In that case, as in this, appellant urged that the cause of action is not brought under the statute, but is one to enforce a contract obligation and is, therefore, assignable. As to that, the court said:
"In so far as the privilege of an injured party to sue the insurance company is concerned, the policy contains no provision except that which the statute has decreed must be included in the contract. The language of the statute does not stop short of a legislative mandate, an authoritative command, an ultimatum. . .. The right which is thus accorded the plaintiff owes its parentage to the statute, rather than to the contract of insurance. The policy adopts, under compulsion, the provisions of the statute.
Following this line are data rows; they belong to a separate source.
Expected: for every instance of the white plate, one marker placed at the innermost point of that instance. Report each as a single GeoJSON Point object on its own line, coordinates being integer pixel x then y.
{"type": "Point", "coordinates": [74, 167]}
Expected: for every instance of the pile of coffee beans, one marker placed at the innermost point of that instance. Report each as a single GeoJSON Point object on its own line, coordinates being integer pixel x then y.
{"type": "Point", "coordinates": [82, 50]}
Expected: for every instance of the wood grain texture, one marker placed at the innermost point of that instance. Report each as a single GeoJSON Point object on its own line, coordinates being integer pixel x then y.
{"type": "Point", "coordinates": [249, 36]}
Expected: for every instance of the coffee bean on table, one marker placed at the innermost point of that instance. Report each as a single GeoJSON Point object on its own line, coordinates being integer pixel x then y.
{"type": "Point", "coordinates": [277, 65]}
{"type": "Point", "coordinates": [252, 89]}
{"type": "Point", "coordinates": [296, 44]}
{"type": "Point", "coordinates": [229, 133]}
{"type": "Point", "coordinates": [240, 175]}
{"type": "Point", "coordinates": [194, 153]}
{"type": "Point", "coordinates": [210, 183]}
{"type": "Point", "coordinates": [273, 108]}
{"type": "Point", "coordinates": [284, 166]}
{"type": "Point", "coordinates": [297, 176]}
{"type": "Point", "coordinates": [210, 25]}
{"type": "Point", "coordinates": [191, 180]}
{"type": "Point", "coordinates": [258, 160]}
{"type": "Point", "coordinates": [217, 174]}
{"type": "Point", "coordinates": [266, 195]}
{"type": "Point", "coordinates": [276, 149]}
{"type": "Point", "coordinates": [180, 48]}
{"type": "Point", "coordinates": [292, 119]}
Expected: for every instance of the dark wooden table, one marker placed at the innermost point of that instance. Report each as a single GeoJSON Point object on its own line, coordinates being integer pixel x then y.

Under such circumstances it is idle to say that this is an action upon a contract rather than one under the statute. No such legal fiction will be permitted."
The cited decision was affirmed in all respects by the court of appeals in the same titled case in 277 N.Y. 385,14 N.E.2d 446. That court also held that an injured person's right to maintain action against liability insurer under a standard liability policy is statutory rather than contractual, and hence is not assignable as a contractual right, notwithstanding that claim has been reduced to judgment against insured, under § 109 of the New York insurance law.
Hence it cannot be held in this case, as asserted, that
"The theory that plaintiff, as trustee in bankruptcy, has no right to maintain an action of this kind is but a figment of the imagination without any support or authority of any kind, either in logic or in law." *Page 451
On the contrary, under the contract before us, it is manifest that the trustee in bankruptcy has no right to wage such an action as this.
[3] Furthermore, we consider that the proceedings in the former case in 186 Wash. 242, were res adjudicata of all claims made in this case under our decision in Symons v. Hutchinson,119 Wash. 430, 205 P. 1057, and texts and authorities there cited.
The judgment is affirmed.
STEINERT, C.J., MAIN, GERAGHTY, and SIMPSON, JJ., concur.